Organic-2D composite material-based RRAM with high reliability for mimicking synaptic behavior

The field of artificial intelligence and neural computing has been rapidly expanding due to the implementation of resistive random-access memory (RRAM) based artificial synaptic. However, the low flexibility of conventional RRAM materials hinders their ability to mimic synaptic behavior accurately. To overcome such limitation, organic-2D composites with high mechanical properties are proposed as the active layer of RRAM. Moreover, we enhance the reliability of the device by ZrO₂ insertion layer, resulting in stable synaptic performance.
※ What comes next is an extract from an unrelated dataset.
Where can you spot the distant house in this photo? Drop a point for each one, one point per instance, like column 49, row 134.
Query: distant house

The Ag/PVA:h-BN/ZrO₂/ITO devices show stable bipolar resistive switching behavior with an ON/OFF ratio of over 5 × 10², a ∼2 400 cycles endurance and a long retention time (>6 × 10³s), which are essential for the development of high-performance RRAMs. We also study the possible synaptic mechanism and dynamic plasticity of the memory device, observing the transition from short-term potentiation (STP) to long-term potentiation (LTP) under the effect of continuous voltage pulses. Moreover, the device exhibits both long-term depression (LTD) and paired-pulse facilitation (PPF) properties, which have significant implications for the design of organic-2D composite material RRAMs that aim to mimic biological synapses, representing promising avenues for the development of advanced neuromorphic computing systems.